The considered Weyl invariants are instead the following ones:

$$\begin{aligned} \begin{array}{|rcl|rcl|} \hline Quad_1 &{} = &{} \mathcal {W}[abij]\mathcal {W}[ijab]\\ \textrm{Cub}_1 &{}=&{}\mathcal {W}[abij]\mathcal {W}[ijpq]\mathcal {W}[pqab]\\ \textrm{Cub}_2 &{}= &{}\mathcal {W}[ijpq]\mathcal {W}[rpsq]\mathcal {W}[rsij]\\ \textrm{Cub}_3 &{}=&{}\mathcal {W}[ijpq]\mathcal {W}[rpsq]\mathcal {W}[risj]\\ Quart_1 &{}=&{}\mathcal {W}[abij]\mathcal {W}[ijpq]\mathcal {W}[pqmn]\mathcal {W}[mnab]\\ Quart_2 &{}=&{}\mathcal {W}[i, j, p, q]\mathcal {W}[p, r, q, s]\mathcal {W}[r, m, s, n]\mathcal {W}[m, n, i, j]\\ \hline \end{array} \end{aligned}$$
(12.15)

The result of the calculations with one special choice of \(\alpha ,\beta \) is displayed in Table 2.

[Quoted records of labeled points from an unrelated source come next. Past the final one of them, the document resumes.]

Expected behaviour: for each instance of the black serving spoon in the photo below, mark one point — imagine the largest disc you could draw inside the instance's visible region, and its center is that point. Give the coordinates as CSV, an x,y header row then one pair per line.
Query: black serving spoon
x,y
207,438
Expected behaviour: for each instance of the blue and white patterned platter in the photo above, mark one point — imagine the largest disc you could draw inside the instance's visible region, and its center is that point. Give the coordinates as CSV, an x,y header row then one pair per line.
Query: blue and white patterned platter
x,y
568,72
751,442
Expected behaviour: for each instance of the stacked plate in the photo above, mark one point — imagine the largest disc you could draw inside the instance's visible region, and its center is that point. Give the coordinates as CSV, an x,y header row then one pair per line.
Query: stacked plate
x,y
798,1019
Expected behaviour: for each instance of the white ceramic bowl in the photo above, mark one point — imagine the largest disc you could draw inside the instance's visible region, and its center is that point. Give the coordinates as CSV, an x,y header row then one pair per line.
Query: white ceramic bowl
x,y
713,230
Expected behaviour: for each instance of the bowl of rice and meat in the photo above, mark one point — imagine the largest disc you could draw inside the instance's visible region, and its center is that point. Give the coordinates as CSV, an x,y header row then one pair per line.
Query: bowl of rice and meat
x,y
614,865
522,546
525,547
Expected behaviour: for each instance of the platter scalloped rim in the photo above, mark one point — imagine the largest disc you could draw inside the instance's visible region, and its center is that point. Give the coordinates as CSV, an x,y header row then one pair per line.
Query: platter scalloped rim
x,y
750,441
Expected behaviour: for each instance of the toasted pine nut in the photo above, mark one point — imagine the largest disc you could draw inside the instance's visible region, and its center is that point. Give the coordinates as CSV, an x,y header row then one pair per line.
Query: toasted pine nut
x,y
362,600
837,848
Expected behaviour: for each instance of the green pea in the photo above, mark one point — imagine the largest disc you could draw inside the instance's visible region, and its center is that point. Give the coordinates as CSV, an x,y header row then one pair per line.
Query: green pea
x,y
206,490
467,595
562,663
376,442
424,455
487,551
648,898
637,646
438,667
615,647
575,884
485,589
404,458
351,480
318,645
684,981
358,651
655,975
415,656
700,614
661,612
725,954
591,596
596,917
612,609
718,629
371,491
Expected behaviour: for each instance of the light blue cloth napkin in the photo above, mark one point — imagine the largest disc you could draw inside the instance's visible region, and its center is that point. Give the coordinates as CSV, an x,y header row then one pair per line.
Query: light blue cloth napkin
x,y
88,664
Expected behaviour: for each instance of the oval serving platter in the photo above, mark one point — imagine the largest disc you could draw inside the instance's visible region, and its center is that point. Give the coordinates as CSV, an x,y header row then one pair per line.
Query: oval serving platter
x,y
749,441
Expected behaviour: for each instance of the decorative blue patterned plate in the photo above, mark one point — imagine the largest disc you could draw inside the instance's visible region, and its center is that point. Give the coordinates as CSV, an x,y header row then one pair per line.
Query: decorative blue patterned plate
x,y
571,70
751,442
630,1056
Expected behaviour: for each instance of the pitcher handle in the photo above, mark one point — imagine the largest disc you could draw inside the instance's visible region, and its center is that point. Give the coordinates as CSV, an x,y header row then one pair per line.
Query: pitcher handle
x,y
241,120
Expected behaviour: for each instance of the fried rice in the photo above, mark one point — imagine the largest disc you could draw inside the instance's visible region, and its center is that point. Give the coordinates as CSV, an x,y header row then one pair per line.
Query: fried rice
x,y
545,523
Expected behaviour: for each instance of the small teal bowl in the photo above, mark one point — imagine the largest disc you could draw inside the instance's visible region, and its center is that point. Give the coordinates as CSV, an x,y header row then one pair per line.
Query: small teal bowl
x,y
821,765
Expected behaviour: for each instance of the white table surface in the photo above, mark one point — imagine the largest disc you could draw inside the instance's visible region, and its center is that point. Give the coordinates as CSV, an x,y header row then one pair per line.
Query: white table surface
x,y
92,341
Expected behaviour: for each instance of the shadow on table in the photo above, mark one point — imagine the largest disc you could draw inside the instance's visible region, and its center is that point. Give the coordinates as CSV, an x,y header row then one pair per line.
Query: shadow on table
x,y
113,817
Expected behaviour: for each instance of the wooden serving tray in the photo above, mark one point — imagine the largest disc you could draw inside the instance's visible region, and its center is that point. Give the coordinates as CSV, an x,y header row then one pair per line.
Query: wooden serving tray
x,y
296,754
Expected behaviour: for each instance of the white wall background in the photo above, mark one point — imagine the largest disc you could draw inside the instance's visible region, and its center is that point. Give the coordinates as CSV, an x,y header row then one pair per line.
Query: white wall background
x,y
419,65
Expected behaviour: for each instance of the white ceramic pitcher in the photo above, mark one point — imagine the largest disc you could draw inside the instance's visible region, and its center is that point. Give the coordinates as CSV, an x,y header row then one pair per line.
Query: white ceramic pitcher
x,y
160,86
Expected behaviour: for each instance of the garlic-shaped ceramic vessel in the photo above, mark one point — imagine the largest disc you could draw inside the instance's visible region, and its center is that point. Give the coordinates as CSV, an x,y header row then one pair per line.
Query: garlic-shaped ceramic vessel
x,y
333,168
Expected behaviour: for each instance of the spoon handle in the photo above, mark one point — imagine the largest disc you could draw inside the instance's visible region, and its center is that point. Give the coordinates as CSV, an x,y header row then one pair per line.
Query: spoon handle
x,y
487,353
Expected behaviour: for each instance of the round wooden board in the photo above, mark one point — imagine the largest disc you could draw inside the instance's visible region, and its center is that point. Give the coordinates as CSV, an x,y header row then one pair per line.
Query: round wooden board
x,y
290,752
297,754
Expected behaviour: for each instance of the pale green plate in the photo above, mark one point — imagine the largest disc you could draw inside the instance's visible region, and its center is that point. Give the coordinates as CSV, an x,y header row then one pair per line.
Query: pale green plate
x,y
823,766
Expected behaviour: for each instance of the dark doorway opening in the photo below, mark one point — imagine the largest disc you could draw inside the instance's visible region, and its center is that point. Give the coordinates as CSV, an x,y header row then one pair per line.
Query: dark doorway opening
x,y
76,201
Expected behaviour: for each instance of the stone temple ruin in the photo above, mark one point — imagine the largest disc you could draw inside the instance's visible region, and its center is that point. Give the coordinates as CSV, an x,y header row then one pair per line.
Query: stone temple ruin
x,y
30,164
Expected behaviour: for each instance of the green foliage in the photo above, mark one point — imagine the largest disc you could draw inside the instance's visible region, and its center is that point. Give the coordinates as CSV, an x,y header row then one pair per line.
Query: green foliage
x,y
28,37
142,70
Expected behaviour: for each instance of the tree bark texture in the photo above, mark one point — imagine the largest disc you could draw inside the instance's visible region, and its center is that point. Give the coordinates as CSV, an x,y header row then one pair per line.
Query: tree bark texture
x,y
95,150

Table 2 Polynomial invariants defined in (12.14) and (12.15) evaluated in the case of the metric cone over the Sasaki–Einstein manifold and in the Calabi Ansatz case of Ricci-flat metrics. Since the calculations are very long when the parameters are left symbolic, we evaluated the invariants in the reference case \(\alpha =1,\beta =2\)

Inspecting this table, one realizes that, as anticipated in the Introduction, the Ricci-flat metric constructed by means of the Calabi Ansatz translated into action-angle variables is different from that associated with the Sasaki–Einstein metric recalled in (12.5). The strongest evidence is given by vanishing of the invariant E in one case and the nonzero and coordinate dependent structure of the same invariant in the second case. However, also the other invariants corroborate the same evidence. One can calculate the value of the coordinate R in terms of \(\mathfrak {v},\mathfrak {w}\) by equating the quadratic invariant \(Quad_1\) of the two metrics. Substituting the result in the other invariants the two expressions do not agree for the other invariants. This being clarified one can try to understand the reason of the disagreement. In the Sasaki Einstein approach, (12.7) corresponds to the standard construction of the metric on a \(\mathrm {U(1)}\) bundle. To the metric of the base manifold, in the present case \({\mathcal M}_B^{\textrm{KE}}\), one adds the square of a 1-form \(\Phi \) of the type \(\Phi \, = \,\textrm{d}\tau \, + \,\mathrm {U(1)}-\textrm{connection on} {\mathcal M}_B\). The remaining coordinate is the radial one R. In the Calabi ansatz approach, instead, one directly constructs the line bundle on the base manifold. A Sasaki–Einstein manifold could be retrieved a posteriori through the construction of a sphere bundle \(R =|w|\), where the complex coordinate w is the canonical bundle fiber coordinate. The two procedures do not commute. The investigation of the Sasaki–Einstein manifold underlying the constructed Ricci-flat metric via Calabi ansatz is a new research project that we leave for the future. Similarly the identification of a gauge four-dimensional gauge theory dual to the here presented D3–brane solution of Type IIB supergravity is one of the goals we plan to pursue in the near future.

12.3 Completeness

The metrics in the family \({\text {Mat}}(\mathcal{F}\mathcal{V})_{\textrm{KE}}\) are complete [2], so that, applying Theorem 4.3 in Calabi’s paper [11], we would get that the Ricci-flat six-dimensional metric on the canonical bundle is complete. However, one should check that Calabi’s theorem also applies in the singular case.